A project intended to ensure elderly residents in Leeds, England, do not succumb to loneliness has been awarded £6 million in funding from the UK National Lottery's Big Lottery Fund.
Leeds Older People’s Forum (LOPF) will receive the money in six annual payments of £1 million.
Estimates indicate there could be around 37,000 people living in Leeds who are socially isolated and lonely. The lottery funds, which were awarded thorough the Big Lottery Fund's Fulfilling Lives: Ageing Better programme, will be used to set up a range of services designed to ensure people are not left home alone and suffering in silence.
LOPF chairman Bill Rollinson said: "This is great news for Leeds. We will offer older people in Leeds, currently living in the shadows of loneliness, a time to shine. This is why we have called our project 'Out of the Shadows: Time to Shine'."

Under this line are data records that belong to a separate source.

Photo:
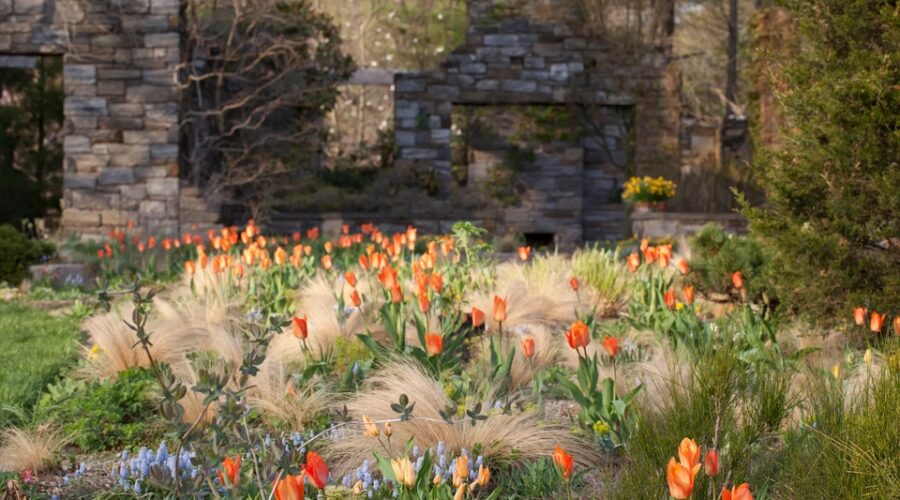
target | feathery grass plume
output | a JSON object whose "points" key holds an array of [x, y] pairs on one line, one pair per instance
{"points": [[504, 439], [605, 275], [35, 451], [274, 395]]}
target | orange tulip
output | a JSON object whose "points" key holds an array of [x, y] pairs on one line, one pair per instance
{"points": [[232, 469], [396, 294], [424, 303], [680, 479], [634, 262], [741, 492], [689, 294], [612, 345], [669, 298], [578, 335], [688, 453], [876, 322], [316, 470], [524, 253], [477, 317], [564, 461], [499, 309], [290, 488], [711, 463], [528, 347], [434, 343], [300, 327]]}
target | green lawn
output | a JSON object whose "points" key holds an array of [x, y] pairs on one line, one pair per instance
{"points": [[35, 348]]}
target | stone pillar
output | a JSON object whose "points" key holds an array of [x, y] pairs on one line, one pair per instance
{"points": [[121, 127]]}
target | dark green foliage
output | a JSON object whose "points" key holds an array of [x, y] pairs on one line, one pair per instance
{"points": [[105, 415], [832, 216], [30, 161], [715, 255], [17, 252], [36, 348]]}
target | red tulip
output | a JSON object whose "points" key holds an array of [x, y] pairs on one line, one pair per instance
{"points": [[859, 315], [528, 347], [564, 461], [477, 317], [669, 298], [232, 470], [316, 470], [741, 492], [499, 309], [300, 327], [612, 346], [737, 279], [876, 322], [290, 488], [578, 335], [434, 343], [711, 463]]}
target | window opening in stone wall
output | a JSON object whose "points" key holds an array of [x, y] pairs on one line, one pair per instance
{"points": [[31, 149]]}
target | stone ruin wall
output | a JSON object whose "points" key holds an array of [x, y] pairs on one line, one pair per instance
{"points": [[121, 108], [526, 61]]}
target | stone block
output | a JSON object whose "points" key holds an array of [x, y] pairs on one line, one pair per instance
{"points": [[80, 218], [113, 176], [145, 137], [128, 155], [162, 188], [28, 6], [91, 106], [149, 94], [163, 152], [79, 74], [165, 40], [519, 86]]}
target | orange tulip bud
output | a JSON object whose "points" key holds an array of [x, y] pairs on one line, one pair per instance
{"points": [[528, 347], [669, 298], [634, 262], [711, 463], [876, 322], [737, 279], [434, 343], [578, 335], [741, 492], [499, 309], [300, 327], [859, 315], [564, 461], [477, 317], [689, 294], [612, 346]]}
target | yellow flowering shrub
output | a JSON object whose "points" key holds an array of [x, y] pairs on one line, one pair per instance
{"points": [[648, 189]]}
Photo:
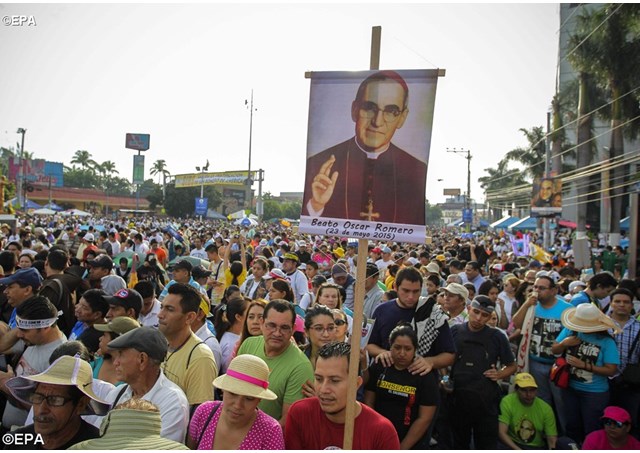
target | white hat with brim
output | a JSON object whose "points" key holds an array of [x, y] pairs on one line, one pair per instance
{"points": [[587, 318], [247, 375], [66, 370]]}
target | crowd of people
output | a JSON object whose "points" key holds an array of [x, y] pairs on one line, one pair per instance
{"points": [[210, 335]]}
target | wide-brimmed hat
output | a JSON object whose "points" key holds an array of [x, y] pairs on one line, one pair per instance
{"points": [[247, 375], [458, 290], [119, 325], [275, 274], [66, 370], [587, 318], [130, 429]]}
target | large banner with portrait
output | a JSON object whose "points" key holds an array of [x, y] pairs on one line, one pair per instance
{"points": [[368, 144], [546, 199]]}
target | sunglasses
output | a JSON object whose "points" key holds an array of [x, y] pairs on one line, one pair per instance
{"points": [[611, 422]]}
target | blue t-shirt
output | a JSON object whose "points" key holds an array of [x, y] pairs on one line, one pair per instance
{"points": [[77, 330], [389, 314], [546, 327], [596, 349]]}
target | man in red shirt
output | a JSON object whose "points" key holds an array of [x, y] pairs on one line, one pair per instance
{"points": [[615, 435], [318, 423]]}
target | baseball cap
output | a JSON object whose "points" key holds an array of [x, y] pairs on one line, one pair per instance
{"points": [[290, 256], [119, 325], [483, 303], [457, 289], [617, 413], [144, 339], [577, 284], [338, 270], [126, 297], [102, 261], [183, 264], [200, 272], [276, 273], [433, 268], [29, 277], [524, 380]]}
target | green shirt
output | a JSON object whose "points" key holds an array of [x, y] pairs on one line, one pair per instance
{"points": [[527, 424], [288, 372]]}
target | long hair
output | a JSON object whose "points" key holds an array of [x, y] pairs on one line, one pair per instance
{"points": [[226, 316]]}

The new community services will provide older people with more opportunities to get out and socialize on evenings, at the weekend, and on bank holidays. There will also be a project to provide mentoring for older people who find it especially difficult to gather enough confidence to leave their homes.
Councilor Adam Ogilvie, Leeds City Council’s executive member for adult social care, said: "Loneliness is not an inevitable consequence of old age and if everyone works together we can ensure that older people in Leeds don’t have to suffer in silence."